Lecturers from the Universidade Eduardo Mondlane in Mozambique were in Grahamstown recently to further develop their journalism programme in collaboration with the Rhodes School of Journalism and Media Studies.
Lecturers from the Universidade Eduardo Mondlane in Mozambique were in Grahamstown recently to further develop their journalism programme in collaboration with the Rhodes School of Journalism and Media Studies.
While in town, they also attended the Highway Africa conference.
The lecturers from the School of Communication and Arts (ECA) and the Department of Journalism and Media Studies (JMS) are working together to develop a journalism curriculum for the Mozambican university.
This forms part of a media-strengthening programme begun in 2012 sponsored USAID and the US non-profit organisation IREX.
ECA lecturer Mario Fonseca spoke with Grocott's Mail about the importance of developing the quality of media and the work of journalists in Mozambique.
He said that to get it right they had to start at grass roots level, and the development of a new curriculum was part of the process.
"In order for this process to be a success we had to consider a sum of factors.
"[These included] looking at the journalism curriculum itself, to thinking critically about factors like how will it be of benefit to our needs as a democratic country and how we will contribute to the development of journalism in Mozambique," he said.
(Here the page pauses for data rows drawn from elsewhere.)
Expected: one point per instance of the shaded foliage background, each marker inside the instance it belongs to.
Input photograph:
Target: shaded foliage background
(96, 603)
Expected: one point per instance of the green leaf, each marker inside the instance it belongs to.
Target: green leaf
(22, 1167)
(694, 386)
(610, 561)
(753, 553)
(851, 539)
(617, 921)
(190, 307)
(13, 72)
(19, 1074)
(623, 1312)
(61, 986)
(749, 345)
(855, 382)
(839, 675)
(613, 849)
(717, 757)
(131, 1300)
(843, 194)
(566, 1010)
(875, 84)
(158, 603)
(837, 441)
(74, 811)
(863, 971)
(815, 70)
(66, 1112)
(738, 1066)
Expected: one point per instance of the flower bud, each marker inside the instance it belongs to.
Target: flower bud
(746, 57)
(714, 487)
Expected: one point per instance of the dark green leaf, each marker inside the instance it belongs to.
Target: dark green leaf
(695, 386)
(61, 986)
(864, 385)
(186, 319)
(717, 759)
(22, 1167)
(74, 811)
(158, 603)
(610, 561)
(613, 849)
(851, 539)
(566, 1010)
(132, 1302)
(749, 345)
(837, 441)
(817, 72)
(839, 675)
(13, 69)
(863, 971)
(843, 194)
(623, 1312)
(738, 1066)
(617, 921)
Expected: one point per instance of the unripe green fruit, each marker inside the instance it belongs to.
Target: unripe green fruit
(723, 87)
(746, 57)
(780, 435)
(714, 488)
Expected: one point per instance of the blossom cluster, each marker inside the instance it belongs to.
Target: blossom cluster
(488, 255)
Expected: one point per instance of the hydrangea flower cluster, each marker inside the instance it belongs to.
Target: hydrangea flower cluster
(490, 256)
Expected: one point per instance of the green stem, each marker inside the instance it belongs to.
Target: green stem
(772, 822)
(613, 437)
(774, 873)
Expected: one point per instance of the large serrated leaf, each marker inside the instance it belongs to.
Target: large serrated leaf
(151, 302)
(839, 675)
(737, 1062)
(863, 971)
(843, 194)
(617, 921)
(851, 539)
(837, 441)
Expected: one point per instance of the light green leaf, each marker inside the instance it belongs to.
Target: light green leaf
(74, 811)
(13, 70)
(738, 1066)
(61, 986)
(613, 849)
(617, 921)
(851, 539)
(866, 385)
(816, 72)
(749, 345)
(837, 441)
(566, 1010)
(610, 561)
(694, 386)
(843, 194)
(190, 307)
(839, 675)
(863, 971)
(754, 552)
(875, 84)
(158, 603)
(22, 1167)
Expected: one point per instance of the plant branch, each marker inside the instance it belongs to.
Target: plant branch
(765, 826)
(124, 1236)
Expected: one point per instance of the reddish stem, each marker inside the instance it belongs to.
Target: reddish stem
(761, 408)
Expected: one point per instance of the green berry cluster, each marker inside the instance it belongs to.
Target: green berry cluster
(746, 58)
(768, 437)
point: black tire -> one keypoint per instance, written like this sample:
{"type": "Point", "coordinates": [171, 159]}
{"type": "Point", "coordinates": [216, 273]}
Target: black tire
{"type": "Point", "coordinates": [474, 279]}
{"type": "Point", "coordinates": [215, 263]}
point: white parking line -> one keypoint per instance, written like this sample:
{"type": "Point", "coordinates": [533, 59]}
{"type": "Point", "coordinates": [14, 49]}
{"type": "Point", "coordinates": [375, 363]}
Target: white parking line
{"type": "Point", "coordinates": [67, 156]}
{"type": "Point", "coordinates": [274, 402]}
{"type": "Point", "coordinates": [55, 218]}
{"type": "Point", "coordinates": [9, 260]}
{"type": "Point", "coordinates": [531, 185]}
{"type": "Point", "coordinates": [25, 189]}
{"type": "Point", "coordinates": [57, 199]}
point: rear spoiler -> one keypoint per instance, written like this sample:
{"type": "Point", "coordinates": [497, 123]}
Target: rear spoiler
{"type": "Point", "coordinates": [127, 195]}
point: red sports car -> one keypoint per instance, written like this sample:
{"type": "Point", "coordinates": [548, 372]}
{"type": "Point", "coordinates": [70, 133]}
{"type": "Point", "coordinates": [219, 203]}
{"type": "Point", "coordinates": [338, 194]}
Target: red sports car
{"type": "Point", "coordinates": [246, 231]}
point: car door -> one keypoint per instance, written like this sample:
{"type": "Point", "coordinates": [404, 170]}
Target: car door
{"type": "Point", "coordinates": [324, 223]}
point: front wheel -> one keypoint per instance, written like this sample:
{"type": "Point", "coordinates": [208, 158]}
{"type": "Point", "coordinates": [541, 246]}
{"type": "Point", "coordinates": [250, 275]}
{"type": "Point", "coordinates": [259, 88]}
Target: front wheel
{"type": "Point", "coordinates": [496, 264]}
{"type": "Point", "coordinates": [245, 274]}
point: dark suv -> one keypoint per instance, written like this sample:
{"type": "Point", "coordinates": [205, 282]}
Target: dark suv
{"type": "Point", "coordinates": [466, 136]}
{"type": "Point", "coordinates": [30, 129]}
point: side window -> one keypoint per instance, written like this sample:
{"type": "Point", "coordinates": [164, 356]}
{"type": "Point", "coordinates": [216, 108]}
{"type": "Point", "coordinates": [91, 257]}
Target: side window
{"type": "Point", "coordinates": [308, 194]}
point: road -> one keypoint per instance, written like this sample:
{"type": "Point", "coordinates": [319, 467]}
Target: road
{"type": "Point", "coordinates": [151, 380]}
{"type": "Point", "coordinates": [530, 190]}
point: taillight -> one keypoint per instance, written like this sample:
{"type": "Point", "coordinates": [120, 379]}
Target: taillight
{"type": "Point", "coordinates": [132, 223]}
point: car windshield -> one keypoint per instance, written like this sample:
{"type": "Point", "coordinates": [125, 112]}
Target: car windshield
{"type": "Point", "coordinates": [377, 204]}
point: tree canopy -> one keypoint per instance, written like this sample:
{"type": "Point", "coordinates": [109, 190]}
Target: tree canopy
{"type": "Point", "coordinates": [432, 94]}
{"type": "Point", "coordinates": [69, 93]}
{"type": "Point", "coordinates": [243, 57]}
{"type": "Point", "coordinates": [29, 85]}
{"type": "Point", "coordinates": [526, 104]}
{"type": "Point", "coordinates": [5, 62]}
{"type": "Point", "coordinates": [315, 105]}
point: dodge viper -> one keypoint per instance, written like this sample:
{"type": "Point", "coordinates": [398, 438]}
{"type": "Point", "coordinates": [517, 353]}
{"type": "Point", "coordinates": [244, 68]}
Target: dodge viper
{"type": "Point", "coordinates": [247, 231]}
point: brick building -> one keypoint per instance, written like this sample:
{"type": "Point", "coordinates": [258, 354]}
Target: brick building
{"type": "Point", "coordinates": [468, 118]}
The partnership with JMS brought valuable experience to this stage of development, he said, in a process expected to take four years before the new curriculum can be implemented.
Aida Nangwe, also a journalism lecturer at ECA, said the partnership gives them the opportunity to learn things from Rhodes that they can implement at home.
"We plan to use what we know and learn here in our context to benefit our university," Nangwe said.
Fonseca said it was a great opportunity to be working with a well-known institution that has more than a century of experience in journalism, but added that he hoped JMS could learn from them, too, making it a learning process for all parties.
The group from Mozambique was among journalists from around the world that gathered in Grahamstown last week to attend the Highway Africa Conference focusing on social media's growing contribution to mainstream media.
The workshops, panel discussions and seminars attracted media practitioners, academics and students from all corners of the globe.